Section 666e applies to a very different situation. It is unnecessary to repeat the quoted statute. In general it provides for the case where the dismissal is for the purpose of efficiency or economy in operating the department "or any cause other than delinquency, incompetency, misconduct or neglect of duty." On dismissal under this section the director must cause the name of the employee to be placed on the re-employment list in the appropriate class for re-employment. There can be no question of the power of the appointing authority to dismiss an employee for such reasons under the broad terms of a statute of this type. To quote one of the many cases so holding, the court in State ex rel. Buckman v. Munson, 141 Ohio St. 319,48 N.E.2d 109, said (p. 326): ". . . the power to suspend or lay off public officials or employees for reasons of economy is not to be denied notwithstanding statutory or charter provisions to the effect that no employee in *Page 442 
the classified service shall be removed except for cause and requiring a statement of reasons for suspension and affording opportunity for explanation and hearing, the view held by all being that such statutory or charter provisions refer to matters of personal conduct of the employee and are not intended to restrict the public authorities in their efforts to effect necessary or desirable economies." See also note, 111 A. L. R. 432.
The obvious distinction between 666e and 688e is carried out in and emphasized by 427g of the 1943 Supplement (Rev. 1949, 379). An appeal is allowed to any person "demoted, suspended, fined or dismissed," but an employee "dismissed for reasons of economy or lack of work may appeal only on the ground that the order of dismissal has not been determined by the service ratings of employees."

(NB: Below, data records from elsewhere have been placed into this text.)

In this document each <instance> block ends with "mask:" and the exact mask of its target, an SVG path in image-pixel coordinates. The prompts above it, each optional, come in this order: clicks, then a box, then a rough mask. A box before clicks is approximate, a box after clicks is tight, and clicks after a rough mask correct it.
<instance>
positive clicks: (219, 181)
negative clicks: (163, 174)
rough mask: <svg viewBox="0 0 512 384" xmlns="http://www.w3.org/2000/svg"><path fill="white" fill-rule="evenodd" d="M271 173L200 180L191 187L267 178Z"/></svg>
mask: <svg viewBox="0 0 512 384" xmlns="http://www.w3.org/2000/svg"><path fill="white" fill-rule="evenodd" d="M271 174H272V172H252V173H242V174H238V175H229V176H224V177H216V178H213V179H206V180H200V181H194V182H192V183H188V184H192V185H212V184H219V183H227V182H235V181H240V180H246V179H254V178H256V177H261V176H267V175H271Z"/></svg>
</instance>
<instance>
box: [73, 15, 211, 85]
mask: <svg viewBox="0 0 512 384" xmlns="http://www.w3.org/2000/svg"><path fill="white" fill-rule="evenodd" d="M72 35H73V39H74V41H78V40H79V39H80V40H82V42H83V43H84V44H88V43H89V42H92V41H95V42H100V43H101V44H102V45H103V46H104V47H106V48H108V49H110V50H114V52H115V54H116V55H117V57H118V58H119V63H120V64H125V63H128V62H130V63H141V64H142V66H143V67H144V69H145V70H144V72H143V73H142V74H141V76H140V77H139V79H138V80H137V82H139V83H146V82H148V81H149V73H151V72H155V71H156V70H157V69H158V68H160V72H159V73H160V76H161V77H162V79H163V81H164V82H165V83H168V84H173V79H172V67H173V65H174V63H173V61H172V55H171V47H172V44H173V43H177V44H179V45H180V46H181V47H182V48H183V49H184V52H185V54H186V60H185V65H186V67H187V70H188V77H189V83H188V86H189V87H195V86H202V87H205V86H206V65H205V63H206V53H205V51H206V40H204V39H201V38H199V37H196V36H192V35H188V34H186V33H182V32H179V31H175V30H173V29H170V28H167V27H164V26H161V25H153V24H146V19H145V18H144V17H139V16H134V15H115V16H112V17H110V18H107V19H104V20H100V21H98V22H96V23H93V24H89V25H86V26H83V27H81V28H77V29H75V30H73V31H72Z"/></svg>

The practical construction placed on an act by the authority entrusted with its administration is entitled to consideration. State ex rel. McNamara v. Civil Service Commission, 128 Conn. 585, 590, 24 A.2d 846. Rule 40(d) of the personnel department, passed to implement 688e, lists sixteen causes for dismissal, but all relate to the personal conduct of the employee and none to conditions in the department.
The title of 688e is "Dismissals, general." The plaintiff claims that this indicates that it covers all types of dismissal, including his. It is true that the title may be considered in construing an ambiguous act, but it cannot enlarge or confer power; Hazzard v. Gallucci, 89 Conn. 196, 200, 93 A. 230; nor can it control the meaning of a statute when the legislative intent is clear from its text. New York, N. H.  H.R. Co. v. Orange, 91 Conn. 472, 479, 100 A. 25.
Section 688e applies to a complete severance of employment when an employee is guilty of misconduct. Section 666e provides for a situation where the services *Page 443 
of an employee no longer are needed or can be retained. The plaintiff is in the latter class. He was not entitled to the notice required by 688e. The decision of the trial court was correct.
  There is no error.
In this opinion the other judges concurred.